When Mobile Wrangler Aaron Douglas hasn’t met someone in person, he assigns them a generic “Automattician Voice.” By this he means the voice of a helpful colleague with good intentions, but with an undefined individual personality. When Aaron’s able to put a face to a name at the GM, that generic voice starts to take on the quirks and characteristics of that individual, giving way to a more precise mental model. 

“It really helps make me not feel like I’m alone at my house when I have all the Automatticians’ voices when I’m interacting with people through electronic means,” says Aaron. “So to me the Grand Meetup is essential for me to feel successful working at Automattic.”

Automatticians can carry their new-and-improved mental models with them throughout the year.

“What I value the most about the Grand Meetup is the connections that I create in person, then I can use them,” says Rocío. “It’s like I take advantage of all the connections I create in person during the Grand Meetup the rest of the year.”

Expanding the Horizon of Distributed Work

The benefits of the GM aren’t limited to the social realm. It’s also an opportunity for cross-functional teams to dive into short project sprints that co-location can accelerate. 

Just as the GM serves as a social refresh, it also functions as a professional recharge. Happiness Engineer Will Brubaker (self-given job title: Chief Mechanical Officer) describes the GM as a chance to realign his own expectations and goals with those of the company.

I get here… and I ask questions that are on my mind… I get a real answer, and I get an answer that inspires me and makes me want to go home and work harder… I’m empowered now to fix the things that have exhausted me, and we’re going to start over, and we’re going to move towards the next year’s goals, and I’m very clear what those are. And that’s what this does for me. It’s a reset. It energizes.

More than anything else, perhaps, the GM is a striking display of diversity, and a reminder that people from all over the world and all walks of life make Automattic what it is. A geographically diverse workforce is common in distributed companies, but the meetup also highlights the wide range of backgrounds, identities, and work styles that Automatticians embrace. 

The GM’s structure encourages everyone to meet new people.

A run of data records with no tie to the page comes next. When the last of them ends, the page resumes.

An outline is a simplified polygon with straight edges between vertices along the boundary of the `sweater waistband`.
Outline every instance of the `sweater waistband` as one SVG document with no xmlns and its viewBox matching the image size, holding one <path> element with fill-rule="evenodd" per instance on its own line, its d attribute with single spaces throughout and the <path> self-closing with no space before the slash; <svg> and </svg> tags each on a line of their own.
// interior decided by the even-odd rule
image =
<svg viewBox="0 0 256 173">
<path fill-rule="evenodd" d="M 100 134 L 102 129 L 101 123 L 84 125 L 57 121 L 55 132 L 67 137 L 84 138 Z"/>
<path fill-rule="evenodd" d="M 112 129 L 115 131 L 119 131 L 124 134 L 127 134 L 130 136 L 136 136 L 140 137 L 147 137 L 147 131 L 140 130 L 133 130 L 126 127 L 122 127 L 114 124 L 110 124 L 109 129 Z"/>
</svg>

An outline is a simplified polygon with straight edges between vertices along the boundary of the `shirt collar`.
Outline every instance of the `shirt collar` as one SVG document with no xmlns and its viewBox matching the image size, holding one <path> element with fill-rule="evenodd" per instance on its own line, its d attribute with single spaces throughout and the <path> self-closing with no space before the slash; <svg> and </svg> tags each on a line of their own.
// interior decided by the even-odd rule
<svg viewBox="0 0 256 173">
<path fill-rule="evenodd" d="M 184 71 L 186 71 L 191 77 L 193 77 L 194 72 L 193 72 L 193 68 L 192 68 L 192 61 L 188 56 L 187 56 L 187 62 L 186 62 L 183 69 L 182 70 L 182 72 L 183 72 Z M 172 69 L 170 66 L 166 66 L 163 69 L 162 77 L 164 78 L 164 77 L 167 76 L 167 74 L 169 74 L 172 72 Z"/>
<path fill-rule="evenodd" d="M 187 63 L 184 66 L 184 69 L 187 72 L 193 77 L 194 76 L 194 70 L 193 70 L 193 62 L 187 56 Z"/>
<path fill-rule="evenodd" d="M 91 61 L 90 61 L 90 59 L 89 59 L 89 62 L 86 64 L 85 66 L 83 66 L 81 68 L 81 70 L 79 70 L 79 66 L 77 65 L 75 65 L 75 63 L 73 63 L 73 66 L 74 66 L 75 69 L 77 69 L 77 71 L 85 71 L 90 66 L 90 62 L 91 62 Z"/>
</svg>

For example, many meals have assigned seating, bringing together colleagues who’d never met each other in real life, and making room for serendipitous learning. Such encounters can lead to exciting outcomes. A number of new projects and cross-functional partnerships started as casual interactions at the meetup.

Since distributed teams don’t connect visually on a regular basis, they can often become siloed. In contrast, a co-located GM creates opportunities for workers to talk to one another about their problems, frustrations, opportunities, skills, and available resources. An employee struggling with a problem might meet someone who knows someone who knows someone who can provide a solution. The network effects of everyone being together in one place — even for just a week out of the year — are significant. 

Even shared hobbies can be a valuable way to find meaningful connection within the company. The GM brings together people who’ve established a digital bond over an extracurricular interest or passion. 

“We have Slack channels for every level of interest, and I have never felt more included in my life,” says Achaessa James, who works on Automattic’s Legal team. “I have people coming up to me at the gym, ‘I know you from this channel,’ ‘Oh yeah, I love what you said here,’ ‘Are you going to do this?’ it’s like a family reunion.”

Putting on the Grand Meetup is a tall order, but Automatticians’ stories show it’s well worth the effort. And if anecdotal evidence isn’t enough, Automattic’s own Data team has found quantitative proof that the meetup fosters internal cohesion. The event helps develop less isolated and more dense, inclusive social networks. By the time hundreds of GM attendees fly back home, they’ve already built enough meaningful relationships to fuel the next year of distributed collaboration.